I have successfully implemented key phrase extraction code using two approaches:
- Reading data in python data structures and processing it using Ray Actor Pool.
- Reading data with Ray Dataset and processing it.
How to decide between processing data with python lists (decorated with ray actors) vs Ray Dataset considering performance and other aspects?
I am working on keyphrase extraction which uses spacy model.
My data lies in S3 and I have the option to keep my data in s3 either in multiple json files or parquet. In this experiment, for ray actor implementation, i read json file and for Ray dataset implementation, i read data from parquet files. Dataset provides api to read files directly from s3 which makes it easier. If I go ahead with Ray Actor Pool I would have to write another helper function for reading files from S3.
I was hoping to learn about general guidelines while developing ray applications (in this case using ray dataset vs python data structures(decorated with ray actors) for accomplishing my task.

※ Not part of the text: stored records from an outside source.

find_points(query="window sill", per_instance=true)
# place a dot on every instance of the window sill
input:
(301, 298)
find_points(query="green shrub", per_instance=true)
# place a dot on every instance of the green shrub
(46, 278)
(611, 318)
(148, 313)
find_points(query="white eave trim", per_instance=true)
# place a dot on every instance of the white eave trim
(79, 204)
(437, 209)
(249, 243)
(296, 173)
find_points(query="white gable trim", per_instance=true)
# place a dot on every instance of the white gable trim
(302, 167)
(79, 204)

Sharing snippets of code below.
Using Ray Actor Pool:
@ray.remote
class Textprocessor:
def __init__(self):
# setup instructions for spacy model
import pytextrank
self.nlp = spacy.load("en_core_web_lg")
self.nlp.max_length = 1080000
self.nlp.add_pipe("textrank")
def process(self, args):
## some processing ###
return
def process_func2(self, args):
## some processing ###
return
def mainprocess(self, doc):
## some processing ###
return keyphrases
documents = read_json(path) #read json is a utility function and documents is list of dict.
actors = []
for actor in range(int(ray.cluster_resources()['CPU'])):
actors.append(Textprocessor.remote())
pool = ActorPool(actors)
for output in pool.map_unordered(lambda a, v: a.mainprocess.remote(v), documents):
## processing
Using Ray Datasets:
ds = ray.data.read_parquet("S3//PATH")
class TransformBatch:
def __init__(self):
import pytextrank
self.nlp = spacy.load("en_core_web_lg")
self.nlp.max_length = 1080000
self.nlp.add_pipe("textrank")
def process(self, args):
## some processing ###
return
def process_func2(self, args):
## some processing ###
return
def __call__(self, batch):
import copy
batch = copy.deepcopy(batch)
batch['lower_text'] = batch['text'].map(str.lower)
batch['spacy_docs'] = batch['lower_text'].map(self.nlp)
batch['doc_phrases'] = batch['spacy_docs'].map(self.process)
batch['key_phrases'] = batch['doc_phrases'].map(self.process_func2)
return pd.DataFrame(batch['key_phrases']) #only need key phrases
ds = ds_docs.map_batches(TransformBatch, compute=ActorPoolStrategy(6,8), batch_format='pandas')